Minister for Housing Darragh O’Brien made the request to the Primate of All Ireland, Archbishop of Armagh Eamon Martin, in recent days.

It comes as work continues to finalise the Government’s Housing for All plan.

The Cabinet subcommittee on housing is due to meet today for discussions on the plan ahead of a launch later this week.

The Irish Times understands Mr O’Brien highlighted comments made by the archbishop and other clergy on the need for action to address the housing crisis as he made his request to the church.

The Minister emphasised how identifying landbanks and vacant buildings to use for homes will be a key part of the Government’s forthcoming housing plan.

Sources with knowledge of the letter sent to the archbishop said the intention is to open dialogue with the church on the possibility that its lands or buildings could be used as part of efforts to ramp up housing supply.

The Minister’s letter, sent last Wednesday, acknowledges the independence of the church in managing its property portfolio as well as how addressing the housing crisis is primarily the State’s duty.

Greater scale

However, Mr O’Brien is said to note that some dioceses have been engaging with local authorities in relation to unused land banks and properties. The Minister expressed a hope this can happen on a greater scale as part of national efforts to resolve the housing crisis.

He suggests the State could get the first option to purchase land or buildings that are being sold, with the church working with organisations such as councils, Approved Housing Bodies and the Land Development Agency (LDA).

Mr O’Brien mentioned homelessness, the impact of the crisis on renters and young families’ hopes for housing and says he knows the church is aware of the scale of the problem and the “need for strong action”.

Previous remarks by the Most Rev Martin that “radical steps” need to be taken on housing as well as comments this month by the Archbishop of Dublin, Dermot Farrell, about the need for national engagement with “a significant housing crisis” are highlighted by Mr O’Brien.

The Minister suggests the Government’s Housing for All plan is an opportunity to engage with the church and other organisations to “help get to grips” with the crisis.
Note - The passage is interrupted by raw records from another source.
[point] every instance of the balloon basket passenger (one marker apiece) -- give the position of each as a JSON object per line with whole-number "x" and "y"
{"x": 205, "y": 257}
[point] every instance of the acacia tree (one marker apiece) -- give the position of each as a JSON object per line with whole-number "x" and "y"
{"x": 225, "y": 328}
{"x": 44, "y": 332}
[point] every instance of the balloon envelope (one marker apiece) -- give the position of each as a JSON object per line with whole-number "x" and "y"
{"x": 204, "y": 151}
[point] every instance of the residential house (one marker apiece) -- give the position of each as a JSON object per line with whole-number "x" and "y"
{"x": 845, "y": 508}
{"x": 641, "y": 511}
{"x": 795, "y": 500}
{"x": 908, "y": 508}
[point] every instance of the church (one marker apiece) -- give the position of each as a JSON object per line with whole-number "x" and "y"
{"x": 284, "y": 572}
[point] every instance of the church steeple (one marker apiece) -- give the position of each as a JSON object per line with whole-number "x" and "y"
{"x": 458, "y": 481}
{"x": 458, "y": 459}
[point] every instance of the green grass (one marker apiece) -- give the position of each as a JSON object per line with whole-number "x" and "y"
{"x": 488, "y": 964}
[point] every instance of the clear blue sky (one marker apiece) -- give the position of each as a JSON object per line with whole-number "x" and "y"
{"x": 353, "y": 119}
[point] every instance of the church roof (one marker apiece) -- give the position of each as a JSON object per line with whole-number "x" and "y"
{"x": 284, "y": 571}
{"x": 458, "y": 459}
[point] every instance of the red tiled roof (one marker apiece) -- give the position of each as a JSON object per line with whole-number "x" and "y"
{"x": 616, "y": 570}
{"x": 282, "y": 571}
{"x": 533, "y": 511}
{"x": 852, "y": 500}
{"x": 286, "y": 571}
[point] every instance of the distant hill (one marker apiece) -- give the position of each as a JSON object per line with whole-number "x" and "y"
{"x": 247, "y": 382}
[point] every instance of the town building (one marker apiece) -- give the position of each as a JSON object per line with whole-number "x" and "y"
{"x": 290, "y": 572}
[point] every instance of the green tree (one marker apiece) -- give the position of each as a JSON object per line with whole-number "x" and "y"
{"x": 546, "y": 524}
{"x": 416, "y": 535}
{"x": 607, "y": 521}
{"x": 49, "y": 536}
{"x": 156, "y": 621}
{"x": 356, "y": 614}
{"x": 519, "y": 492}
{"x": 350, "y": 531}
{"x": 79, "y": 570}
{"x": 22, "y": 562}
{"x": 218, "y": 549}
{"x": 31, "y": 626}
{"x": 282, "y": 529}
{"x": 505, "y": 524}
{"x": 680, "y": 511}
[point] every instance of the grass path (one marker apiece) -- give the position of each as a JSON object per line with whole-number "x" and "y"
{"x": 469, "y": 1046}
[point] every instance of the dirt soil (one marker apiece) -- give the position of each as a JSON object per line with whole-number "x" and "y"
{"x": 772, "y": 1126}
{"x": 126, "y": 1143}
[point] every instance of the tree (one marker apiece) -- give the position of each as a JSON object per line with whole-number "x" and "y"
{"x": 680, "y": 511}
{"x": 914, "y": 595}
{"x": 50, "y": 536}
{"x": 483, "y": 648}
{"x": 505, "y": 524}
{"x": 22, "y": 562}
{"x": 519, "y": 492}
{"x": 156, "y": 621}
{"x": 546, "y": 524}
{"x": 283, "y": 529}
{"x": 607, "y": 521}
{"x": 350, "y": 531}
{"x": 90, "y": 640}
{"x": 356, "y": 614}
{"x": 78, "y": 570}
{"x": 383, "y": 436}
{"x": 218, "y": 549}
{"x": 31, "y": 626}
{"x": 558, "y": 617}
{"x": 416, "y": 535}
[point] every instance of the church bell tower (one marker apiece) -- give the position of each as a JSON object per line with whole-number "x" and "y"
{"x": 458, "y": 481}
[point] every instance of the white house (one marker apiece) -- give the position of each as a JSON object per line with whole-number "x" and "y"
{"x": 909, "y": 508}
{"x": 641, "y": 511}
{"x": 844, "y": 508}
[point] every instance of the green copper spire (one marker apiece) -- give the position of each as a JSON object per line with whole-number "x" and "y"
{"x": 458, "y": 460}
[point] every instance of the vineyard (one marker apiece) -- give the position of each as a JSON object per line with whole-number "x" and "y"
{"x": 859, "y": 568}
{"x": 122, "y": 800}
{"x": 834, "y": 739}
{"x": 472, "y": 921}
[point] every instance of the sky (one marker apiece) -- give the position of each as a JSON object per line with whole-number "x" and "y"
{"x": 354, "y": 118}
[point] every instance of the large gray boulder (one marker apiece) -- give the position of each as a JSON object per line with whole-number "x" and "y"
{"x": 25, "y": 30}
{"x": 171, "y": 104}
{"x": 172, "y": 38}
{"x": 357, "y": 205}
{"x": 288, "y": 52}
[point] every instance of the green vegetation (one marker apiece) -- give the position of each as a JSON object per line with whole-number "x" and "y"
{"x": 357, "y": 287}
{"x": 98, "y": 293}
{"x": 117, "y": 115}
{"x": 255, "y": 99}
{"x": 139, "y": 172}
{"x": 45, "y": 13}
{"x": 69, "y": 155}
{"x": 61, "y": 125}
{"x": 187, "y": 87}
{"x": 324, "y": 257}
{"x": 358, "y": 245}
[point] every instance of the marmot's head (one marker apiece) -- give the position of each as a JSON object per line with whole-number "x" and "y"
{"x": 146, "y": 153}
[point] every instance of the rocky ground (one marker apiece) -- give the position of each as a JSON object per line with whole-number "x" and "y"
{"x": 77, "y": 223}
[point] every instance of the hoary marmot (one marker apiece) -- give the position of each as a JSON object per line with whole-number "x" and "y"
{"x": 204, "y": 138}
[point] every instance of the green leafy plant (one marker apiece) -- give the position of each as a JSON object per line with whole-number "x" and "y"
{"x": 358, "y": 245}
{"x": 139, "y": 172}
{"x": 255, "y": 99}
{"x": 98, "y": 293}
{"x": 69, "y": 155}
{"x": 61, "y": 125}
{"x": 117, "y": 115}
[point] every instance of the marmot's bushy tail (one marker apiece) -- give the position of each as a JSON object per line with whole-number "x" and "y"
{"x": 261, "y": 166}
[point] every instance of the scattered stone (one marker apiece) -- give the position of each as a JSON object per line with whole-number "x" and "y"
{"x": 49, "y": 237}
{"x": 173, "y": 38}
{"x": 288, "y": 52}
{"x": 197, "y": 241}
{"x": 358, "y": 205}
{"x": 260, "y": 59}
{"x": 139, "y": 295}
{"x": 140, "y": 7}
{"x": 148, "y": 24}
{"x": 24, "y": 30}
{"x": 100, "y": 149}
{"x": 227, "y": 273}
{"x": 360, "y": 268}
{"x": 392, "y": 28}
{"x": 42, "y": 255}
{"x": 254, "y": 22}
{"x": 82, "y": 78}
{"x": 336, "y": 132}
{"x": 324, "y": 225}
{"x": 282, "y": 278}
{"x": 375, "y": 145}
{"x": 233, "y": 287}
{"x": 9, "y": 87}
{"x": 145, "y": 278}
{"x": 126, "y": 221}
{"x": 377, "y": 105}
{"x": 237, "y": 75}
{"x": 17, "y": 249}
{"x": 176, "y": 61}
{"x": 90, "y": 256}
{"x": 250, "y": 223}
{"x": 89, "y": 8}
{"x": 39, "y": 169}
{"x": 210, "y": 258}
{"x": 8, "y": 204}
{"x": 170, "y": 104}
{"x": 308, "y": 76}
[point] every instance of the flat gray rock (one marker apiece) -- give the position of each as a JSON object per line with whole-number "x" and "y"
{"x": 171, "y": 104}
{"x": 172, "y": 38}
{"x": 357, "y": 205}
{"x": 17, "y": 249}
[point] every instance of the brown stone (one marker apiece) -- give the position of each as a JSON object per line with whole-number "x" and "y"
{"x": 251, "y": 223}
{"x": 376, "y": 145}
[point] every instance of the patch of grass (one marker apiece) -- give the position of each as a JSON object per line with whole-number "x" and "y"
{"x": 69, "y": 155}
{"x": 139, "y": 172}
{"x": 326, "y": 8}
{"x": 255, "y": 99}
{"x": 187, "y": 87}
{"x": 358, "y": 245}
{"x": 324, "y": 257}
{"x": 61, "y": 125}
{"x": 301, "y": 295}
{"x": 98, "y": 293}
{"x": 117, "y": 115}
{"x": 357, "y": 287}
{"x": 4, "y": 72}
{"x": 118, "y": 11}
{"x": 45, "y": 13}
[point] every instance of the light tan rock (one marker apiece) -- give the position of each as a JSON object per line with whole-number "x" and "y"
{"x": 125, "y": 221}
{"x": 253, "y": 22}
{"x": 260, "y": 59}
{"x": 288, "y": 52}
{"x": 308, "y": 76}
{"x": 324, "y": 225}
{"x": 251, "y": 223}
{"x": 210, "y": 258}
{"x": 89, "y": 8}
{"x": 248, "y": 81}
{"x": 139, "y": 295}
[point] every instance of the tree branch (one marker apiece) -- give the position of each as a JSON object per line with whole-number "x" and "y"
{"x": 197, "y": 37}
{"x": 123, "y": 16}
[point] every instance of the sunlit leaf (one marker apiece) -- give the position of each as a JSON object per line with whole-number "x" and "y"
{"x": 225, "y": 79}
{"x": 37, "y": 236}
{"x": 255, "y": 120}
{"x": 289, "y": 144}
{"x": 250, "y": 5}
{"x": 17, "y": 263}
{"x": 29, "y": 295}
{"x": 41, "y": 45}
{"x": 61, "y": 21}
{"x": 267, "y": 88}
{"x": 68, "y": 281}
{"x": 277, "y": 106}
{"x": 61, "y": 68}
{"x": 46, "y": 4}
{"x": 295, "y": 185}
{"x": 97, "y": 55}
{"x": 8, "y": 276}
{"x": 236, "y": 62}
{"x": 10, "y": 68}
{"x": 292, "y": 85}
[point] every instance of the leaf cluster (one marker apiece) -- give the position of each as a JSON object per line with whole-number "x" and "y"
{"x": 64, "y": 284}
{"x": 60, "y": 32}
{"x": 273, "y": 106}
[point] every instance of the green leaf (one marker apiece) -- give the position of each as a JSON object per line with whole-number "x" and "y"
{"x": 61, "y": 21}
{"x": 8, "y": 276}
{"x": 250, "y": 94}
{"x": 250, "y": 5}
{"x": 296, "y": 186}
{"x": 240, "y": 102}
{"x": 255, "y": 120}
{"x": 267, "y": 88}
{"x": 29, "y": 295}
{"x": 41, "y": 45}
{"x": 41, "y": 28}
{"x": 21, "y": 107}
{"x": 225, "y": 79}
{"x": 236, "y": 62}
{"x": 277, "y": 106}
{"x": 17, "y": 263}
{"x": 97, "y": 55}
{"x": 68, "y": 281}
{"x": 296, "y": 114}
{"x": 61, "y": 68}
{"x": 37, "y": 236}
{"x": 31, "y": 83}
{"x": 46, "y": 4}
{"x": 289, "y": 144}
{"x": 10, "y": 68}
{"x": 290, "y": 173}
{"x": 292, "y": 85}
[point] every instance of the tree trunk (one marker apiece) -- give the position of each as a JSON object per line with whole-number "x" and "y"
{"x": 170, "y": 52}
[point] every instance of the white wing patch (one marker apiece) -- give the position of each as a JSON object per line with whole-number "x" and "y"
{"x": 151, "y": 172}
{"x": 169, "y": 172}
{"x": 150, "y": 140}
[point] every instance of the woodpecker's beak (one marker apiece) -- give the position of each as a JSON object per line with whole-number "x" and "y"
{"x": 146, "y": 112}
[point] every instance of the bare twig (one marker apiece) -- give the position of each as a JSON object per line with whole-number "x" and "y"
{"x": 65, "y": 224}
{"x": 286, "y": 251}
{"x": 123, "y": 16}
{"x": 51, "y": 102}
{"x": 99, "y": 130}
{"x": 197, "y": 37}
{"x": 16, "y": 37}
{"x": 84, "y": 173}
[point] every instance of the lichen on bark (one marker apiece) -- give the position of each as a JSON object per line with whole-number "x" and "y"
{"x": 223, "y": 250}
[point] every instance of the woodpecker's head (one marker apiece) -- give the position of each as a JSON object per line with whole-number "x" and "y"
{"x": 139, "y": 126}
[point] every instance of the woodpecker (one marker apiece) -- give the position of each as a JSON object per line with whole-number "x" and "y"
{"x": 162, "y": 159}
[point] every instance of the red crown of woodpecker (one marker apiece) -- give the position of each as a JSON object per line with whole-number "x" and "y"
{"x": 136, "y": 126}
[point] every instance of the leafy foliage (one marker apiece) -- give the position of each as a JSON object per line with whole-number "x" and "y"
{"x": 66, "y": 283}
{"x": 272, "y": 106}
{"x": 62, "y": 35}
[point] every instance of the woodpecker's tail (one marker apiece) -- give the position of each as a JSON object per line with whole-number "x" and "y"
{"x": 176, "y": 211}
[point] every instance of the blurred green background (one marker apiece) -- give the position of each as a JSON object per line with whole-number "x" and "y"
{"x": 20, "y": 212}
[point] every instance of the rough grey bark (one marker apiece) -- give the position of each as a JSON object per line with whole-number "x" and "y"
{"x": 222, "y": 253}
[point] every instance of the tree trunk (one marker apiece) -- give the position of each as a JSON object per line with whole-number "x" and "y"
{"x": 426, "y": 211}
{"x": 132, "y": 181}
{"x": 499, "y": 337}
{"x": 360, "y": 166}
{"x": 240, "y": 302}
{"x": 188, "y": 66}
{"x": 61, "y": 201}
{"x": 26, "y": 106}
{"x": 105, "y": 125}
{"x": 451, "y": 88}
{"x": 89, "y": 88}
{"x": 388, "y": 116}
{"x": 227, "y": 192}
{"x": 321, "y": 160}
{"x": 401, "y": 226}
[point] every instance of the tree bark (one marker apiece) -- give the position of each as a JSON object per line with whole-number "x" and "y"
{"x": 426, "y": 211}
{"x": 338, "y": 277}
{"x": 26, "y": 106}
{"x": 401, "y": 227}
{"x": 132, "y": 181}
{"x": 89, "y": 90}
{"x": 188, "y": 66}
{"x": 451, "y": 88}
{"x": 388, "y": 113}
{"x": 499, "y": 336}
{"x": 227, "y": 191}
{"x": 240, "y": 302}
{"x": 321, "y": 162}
A letter from the Minister for Housing to Archbishop Eamon Martin acknowledges the independence of the Catholic Church in managing its property portfolio and how addressing the housing crisis is primarily the State’s duty. Photograph: iStock
A letter from the Minister for Housing to Archbishop Eamon Martin acknowledges the independence of the Catholic Church in managing its property portfolio and how addressing the housing crisis is primarily the State’s duty. Photograph: iStock

The Irish Catholic Bishops’ Conference had not responded to a request for comment from The Irish Times at time of publication.

Housing for All – which will seek to provide more than 33,000 new homes per year by 2025 – is set to be launched as early as Thursday.

Speaking last week, Mr O’Brien said the plan will deliver social housing in Ireland “on a scale never seen before”.

He also said the multi-annual housing plan will be fully funded and there would be a “massive emphasis on affordable housing”.

Vacant-property tax

Measures expected to be included are a vacant-property tax, incentives for people who want to downsize to smaller homes, and grants for renovating properties in towns around the country.

The Department of Housing has earmarked land controlled by commercial State companies for the expansion of the planned home-building programme, including sites controlled by CIÉ and the ESB.

Another element, code-named “Project Tosaigh”, will see the LDA play a role in activating thousands of dormant planning permissions on lands that may be privately owned. They could take a partnership role in a project or take them over and develop them. The Government is also advancing plans to transfer some 1,400 social housing units to the agency from the National Asset Management Agency.